- Robert Galbraith/Reuters
Most employers will tell you that when it comes to hiring, technical chops simply aren’t enough.
At Facebook, that skill is crucial. In a recent article for The Harvard Business Review, Jay Parikh, Facebook’s global head of engineering and infrastructure, said the company hires specifically for “the ability to calibrate to a team environment.”
But Facebook is too clever to go with a standard prompt like, “Tell me about a time you worked on a group project.”
Among the questions Parikh said Facebook uses to measure teamwork abilities is: “Can you tell me about four people whose careers you have fundamentally improved?“
Parikh said this question is designed to weed out “empire builders, self-servers, and whiners.”

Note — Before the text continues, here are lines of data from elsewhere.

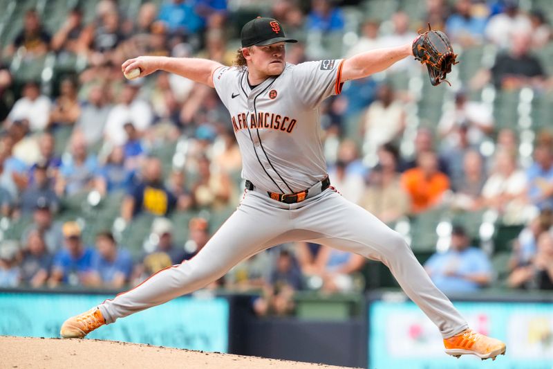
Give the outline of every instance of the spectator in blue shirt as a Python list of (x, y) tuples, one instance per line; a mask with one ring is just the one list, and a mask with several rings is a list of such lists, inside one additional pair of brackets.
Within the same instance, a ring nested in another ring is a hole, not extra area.
[(164, 22), (171, 33), (189, 35), (202, 28), (202, 19), (196, 13), (194, 4), (186, 0), (169, 0), (161, 6), (159, 20)]
[(312, 0), (306, 24), (309, 30), (340, 31), (344, 30), (344, 15), (341, 10), (332, 6), (330, 0)]
[(81, 227), (76, 222), (67, 222), (62, 228), (64, 247), (54, 256), (48, 285), (87, 285), (91, 276), (94, 250), (83, 245)]
[(52, 255), (46, 250), (44, 235), (32, 231), (25, 245), (21, 264), (21, 282), (33, 287), (41, 287), (48, 280), (52, 267)]
[(44, 133), (39, 138), (39, 150), (40, 151), (40, 160), (31, 166), (29, 170), (29, 184), (35, 183), (35, 170), (38, 163), (46, 163), (48, 166), (48, 177), (55, 179), (57, 171), (62, 165), (62, 159), (55, 152), (55, 138), (51, 133)]
[(203, 26), (210, 24), (214, 17), (224, 19), (226, 15), (227, 0), (195, 0), (194, 2), (194, 10), (201, 17)]
[(254, 302), (254, 311), (258, 315), (283, 316), (292, 312), (294, 307), (294, 294), (301, 289), (301, 271), (296, 258), (288, 251), (280, 251), (274, 268), (263, 289), (264, 296)]
[(491, 264), (480, 249), (470, 246), (465, 228), (454, 226), (451, 244), (444, 253), (433, 255), (424, 264), (432, 282), (445, 294), (474, 292), (489, 283)]
[(123, 128), (126, 134), (126, 142), (123, 146), (125, 167), (132, 170), (138, 170), (146, 154), (140, 139), (140, 133), (132, 122), (125, 123)]
[(534, 163), (528, 168), (528, 199), (540, 210), (553, 209), (553, 148), (541, 143), (534, 150)]
[(131, 278), (133, 261), (129, 251), (118, 248), (113, 235), (101, 232), (96, 236), (96, 251), (92, 257), (91, 275), (88, 284), (121, 288)]
[(64, 194), (71, 196), (90, 189), (97, 169), (96, 156), (88, 154), (84, 137), (81, 134), (74, 135), (71, 156), (64, 160), (59, 168), (56, 192), (59, 196)]
[(102, 195), (108, 192), (126, 192), (132, 184), (133, 173), (125, 165), (123, 147), (113, 147), (106, 164), (98, 170), (96, 188)]
[(153, 219), (151, 235), (157, 240), (156, 249), (146, 253), (142, 262), (135, 268), (135, 275), (139, 281), (144, 280), (163, 268), (180, 264), (190, 259), (194, 254), (185, 251), (182, 245), (178, 246), (173, 240), (173, 223), (167, 218)]
[(53, 211), (48, 197), (39, 197), (32, 213), (32, 222), (21, 235), (21, 244), (27, 244), (30, 233), (37, 230), (44, 237), (48, 252), (55, 254), (64, 243), (61, 225), (54, 220)]
[(6, 240), (0, 244), (0, 287), (15, 287), (19, 284), (19, 252), (16, 241)]
[(121, 207), (121, 216), (126, 221), (142, 212), (165, 216), (176, 205), (173, 193), (163, 184), (161, 161), (158, 158), (146, 160), (142, 179), (127, 192)]
[(471, 14), (471, 0), (460, 0), (456, 12), (448, 18), (446, 31), (451, 40), (470, 46), (481, 42), (486, 28), (486, 18)]
[(54, 192), (52, 179), (48, 177), (48, 163), (41, 161), (37, 163), (34, 170), (34, 183), (25, 190), (21, 196), (20, 208), (24, 214), (30, 214), (36, 208), (39, 199), (44, 199), (50, 209), (56, 213), (59, 208), (59, 199)]

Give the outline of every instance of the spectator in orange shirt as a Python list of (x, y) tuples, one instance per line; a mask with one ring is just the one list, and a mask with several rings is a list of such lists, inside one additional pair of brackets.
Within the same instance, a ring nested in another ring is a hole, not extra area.
[(402, 183), (411, 197), (411, 212), (422, 213), (438, 204), (449, 188), (447, 176), (438, 170), (438, 156), (433, 151), (419, 154), (417, 166), (404, 172)]

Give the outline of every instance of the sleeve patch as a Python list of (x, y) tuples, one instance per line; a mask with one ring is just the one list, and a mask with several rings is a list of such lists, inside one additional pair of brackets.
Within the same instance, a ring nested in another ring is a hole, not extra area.
[(332, 71), (334, 68), (334, 63), (335, 60), (321, 60), (321, 71)]
[(224, 67), (219, 68), (218, 69), (219, 71), (217, 73), (217, 79), (218, 80), (221, 80), (221, 78), (223, 76), (223, 75), (225, 73), (225, 72), (226, 72), (229, 69), (230, 69), (230, 68), (229, 68), (228, 66), (224, 66)]

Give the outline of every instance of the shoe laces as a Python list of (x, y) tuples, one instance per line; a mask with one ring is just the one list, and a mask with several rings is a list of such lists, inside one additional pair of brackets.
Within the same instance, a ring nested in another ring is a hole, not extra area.
[(96, 316), (95, 312), (95, 311), (86, 312), (77, 317), (77, 321), (82, 323), (86, 327), (86, 333), (104, 324), (104, 322)]
[(476, 332), (472, 330), (467, 330), (462, 334), (462, 336), (463, 336), (463, 338), (465, 339), (467, 339), (467, 340), (469, 340), (469, 341), (472, 341), (474, 342), (476, 341), (476, 340), (478, 339), (480, 335), (480, 334), (479, 333)]

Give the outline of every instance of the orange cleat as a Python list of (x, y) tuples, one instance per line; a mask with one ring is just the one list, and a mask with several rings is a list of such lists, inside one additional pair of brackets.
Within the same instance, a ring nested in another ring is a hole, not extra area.
[(461, 355), (476, 355), (482, 360), (496, 359), (500, 354), (505, 354), (505, 344), (498, 339), (487, 337), (472, 330), (444, 339), (445, 353), (456, 358)]
[(59, 334), (64, 339), (82, 339), (104, 324), (106, 320), (100, 309), (95, 307), (67, 319), (62, 325)]

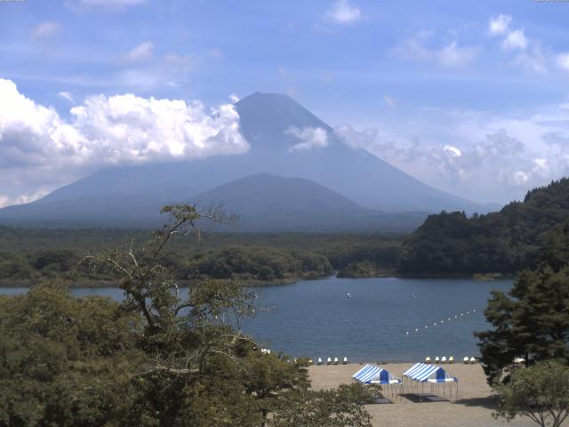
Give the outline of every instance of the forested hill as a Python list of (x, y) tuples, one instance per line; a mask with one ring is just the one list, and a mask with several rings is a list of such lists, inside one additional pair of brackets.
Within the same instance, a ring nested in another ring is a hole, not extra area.
[(468, 218), (464, 213), (430, 215), (405, 243), (402, 276), (514, 273), (535, 266), (539, 246), (569, 218), (569, 179), (533, 189), (523, 202)]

When answering this question, Parikh added, “successful candidates should clearly demonstrate that their priorities are company, team, and self – in that order.”
In other words, though Parikh didn’t say it explicitly, Facebook is trying to build a culture of “givers,” a term coined by Wharton professor Adam Grant in his 2013 book, “Give and Take.”
Grant’s research suggests that givers, who always try to help others, are ultimately more successful than “takers,” who try to serve themselves, and “matchers,” who try to get equal benefit for themselves and others. Interpersonal relationships, Grant argues, are as important to achievement as are hard work, talent, and luck.
Hiring givers (and avoiding hiring self-servers) is a win-win situation. The employee enjoys personal success and the company effectively avoids the office politics that can detract from productivity.